Vi ho partecipato, come si dice a Roma, “na scarpa e na ciavatta” oppure, come cantava Pino Daniele, “na scarpa si e na scarpa no, come in un film di Charlot”, ma il risultato è stato una piccola vittoria. Un normalissimo terzo posto caratterizzato però da una coloritura sociale ai gazebo che ha fatto tanto parlare di noi. Buona la prima! Si è mosso un po’ di interesse intorno alla cosa, ho ricevuto più di una proposta ed ho scelto di entrare nel partito Demos dove ho trovato la dimensione in cui diluire questa proposta politica in divenire. Se Gualtieri vincerà il ballottaggio Demos avrà un consigliere in Capidoglio sul quale riverso molte speranze.
Non avendo un obiettivo personale davanti a me mi sono mosso lateralmente nella mia comunità religiosa. Ho passato il mese di agosto a disegnare una partecipazione il più possibile corale e condivisa dei musulmani a Roma nelle liste di Demos, qualcosa in cui il potenziale multiculturale e soprattutto etico della seconda confessione del paese potesse esprimersi. La resa di questa ricerca sono stati candidati, al comune e in alcuni municipi, con origini in 5 paesi oltre all’Italia e in 2 continenti oltre all’Europa. Ma, soprattutto, erano totalmente assenti le forche caudine del mimetismo religioso solitamente richiesto ai musulmani, soprattutto in politica e prepotentemente nel momento elettorale.

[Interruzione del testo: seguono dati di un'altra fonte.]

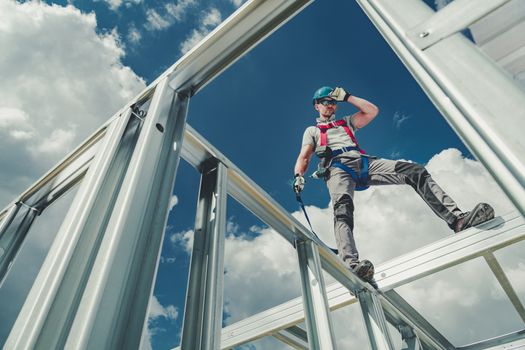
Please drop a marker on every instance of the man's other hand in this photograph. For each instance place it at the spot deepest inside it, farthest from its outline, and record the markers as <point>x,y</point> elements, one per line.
<point>339,94</point>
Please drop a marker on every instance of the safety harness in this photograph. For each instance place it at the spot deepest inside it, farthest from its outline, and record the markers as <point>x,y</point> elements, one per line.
<point>327,155</point>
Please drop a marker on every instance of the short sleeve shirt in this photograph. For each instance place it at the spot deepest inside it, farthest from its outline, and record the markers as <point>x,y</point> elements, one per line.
<point>335,137</point>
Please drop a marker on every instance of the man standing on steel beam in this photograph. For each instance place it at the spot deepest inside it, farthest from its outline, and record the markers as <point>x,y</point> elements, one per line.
<point>346,168</point>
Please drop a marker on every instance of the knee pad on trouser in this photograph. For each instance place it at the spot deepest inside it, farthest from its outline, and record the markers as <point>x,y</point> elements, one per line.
<point>416,174</point>
<point>344,210</point>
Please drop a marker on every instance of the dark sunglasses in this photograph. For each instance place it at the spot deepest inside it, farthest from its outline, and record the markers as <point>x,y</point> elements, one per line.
<point>327,102</point>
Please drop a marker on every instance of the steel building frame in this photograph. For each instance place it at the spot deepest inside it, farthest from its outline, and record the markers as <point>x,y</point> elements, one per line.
<point>95,284</point>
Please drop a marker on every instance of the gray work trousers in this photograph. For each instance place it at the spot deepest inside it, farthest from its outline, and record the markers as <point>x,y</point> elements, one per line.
<point>381,172</point>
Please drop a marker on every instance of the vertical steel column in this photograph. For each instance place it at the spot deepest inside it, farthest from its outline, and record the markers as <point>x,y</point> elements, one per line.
<point>112,311</point>
<point>45,317</point>
<point>375,321</point>
<point>204,297</point>
<point>410,338</point>
<point>93,288</point>
<point>317,313</point>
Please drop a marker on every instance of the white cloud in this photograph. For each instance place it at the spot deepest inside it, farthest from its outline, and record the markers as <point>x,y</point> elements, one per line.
<point>155,21</point>
<point>170,14</point>
<point>208,22</point>
<point>134,35</point>
<point>60,81</point>
<point>184,239</point>
<point>157,310</point>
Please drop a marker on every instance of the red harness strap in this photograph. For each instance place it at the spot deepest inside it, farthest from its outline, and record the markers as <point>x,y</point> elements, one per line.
<point>341,122</point>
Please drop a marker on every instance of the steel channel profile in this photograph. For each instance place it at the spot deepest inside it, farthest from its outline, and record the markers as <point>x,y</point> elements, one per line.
<point>317,313</point>
<point>113,306</point>
<point>417,264</point>
<point>204,297</point>
<point>50,284</point>
<point>375,321</point>
<point>478,107</point>
<point>274,12</point>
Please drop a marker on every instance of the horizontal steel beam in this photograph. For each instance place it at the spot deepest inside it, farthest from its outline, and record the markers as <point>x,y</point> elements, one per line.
<point>435,257</point>
<point>294,336</point>
<point>454,17</point>
<point>232,39</point>
<point>479,107</point>
<point>514,340</point>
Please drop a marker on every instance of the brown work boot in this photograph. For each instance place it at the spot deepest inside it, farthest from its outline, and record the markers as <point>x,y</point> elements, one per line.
<point>480,214</point>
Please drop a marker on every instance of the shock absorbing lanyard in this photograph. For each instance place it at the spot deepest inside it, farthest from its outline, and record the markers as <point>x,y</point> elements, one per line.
<point>301,204</point>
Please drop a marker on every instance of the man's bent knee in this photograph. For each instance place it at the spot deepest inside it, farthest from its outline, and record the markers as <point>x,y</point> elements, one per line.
<point>344,210</point>
<point>416,174</point>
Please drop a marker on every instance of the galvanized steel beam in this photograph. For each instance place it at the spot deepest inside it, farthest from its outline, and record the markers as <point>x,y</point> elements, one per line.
<point>318,320</point>
<point>432,258</point>
<point>113,309</point>
<point>294,336</point>
<point>375,321</point>
<point>504,282</point>
<point>13,231</point>
<point>204,297</point>
<point>61,279</point>
<point>451,19</point>
<point>479,107</point>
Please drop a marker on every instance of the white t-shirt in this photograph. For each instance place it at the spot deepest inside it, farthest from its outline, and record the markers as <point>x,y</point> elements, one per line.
<point>335,137</point>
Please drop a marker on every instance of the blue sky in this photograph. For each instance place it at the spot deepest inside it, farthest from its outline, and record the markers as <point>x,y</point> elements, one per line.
<point>255,113</point>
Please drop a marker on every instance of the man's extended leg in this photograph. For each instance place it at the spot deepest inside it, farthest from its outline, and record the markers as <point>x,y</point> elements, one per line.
<point>385,172</point>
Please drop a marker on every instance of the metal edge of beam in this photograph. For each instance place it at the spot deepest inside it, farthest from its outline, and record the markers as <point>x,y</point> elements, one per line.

Un altro risultato positivo della mia partecipazione alle primarie è stato l’essere considerato forza politica dalla coalizione nel Municipio V dove ho quindi potuto contribuire alla stesura del programma ed inserirvi un impegno a favore del diritto al culto. Ero candidato anche per il consiglio di questo municipio, dove ci sono 15 luoghi di culto informali di varie minoranze religiose, ma neanche qui ce l’ho fatta. In caso di vittoria al ballottaggio della coalizione però questa parte del programma, che rappresenta anche altri bisogni delle comunità immigrate, sopravviverà al mio flop elettorale. E con la persecuzione dei luoghi di culto, non solo moschee, che c’è stata durante la Giunta Raggi trovo che non sia proprio roba da poco.
Cosa è andato storto
Per le elezioni del 3 e 4 ottobre non abbiamo ricevuto adeguato supporto da tutti quelli che nella comunità islamica avevano la possibilità di farlo, e che avevano promesso che l’avrebbero fatto. C’è del velleitario nel pensare che decine di “capi clan” autocefali ed etnocentrici, abituati non collaborare e a non condividere alcuna decisione, possano mettesi al servizio di un’idea del genere e questo è forse l’anello più debole di tutta la catena. Però questa comunità dovrà prima o poi svegliarsi ed essere socialmente più incisiva, anche nel perseguire il bene comune che, sia ben chiaro, non si fa solo mediante la politica né tanto meno in via prioritaria nel momento elettorale. Ma non si può continuare ad essere, in buona parte, corpi estranei alla società quando non semplice bersaglio dei talk show nei momenti in cui il tema mediatico principale è il “pericolo islamico”.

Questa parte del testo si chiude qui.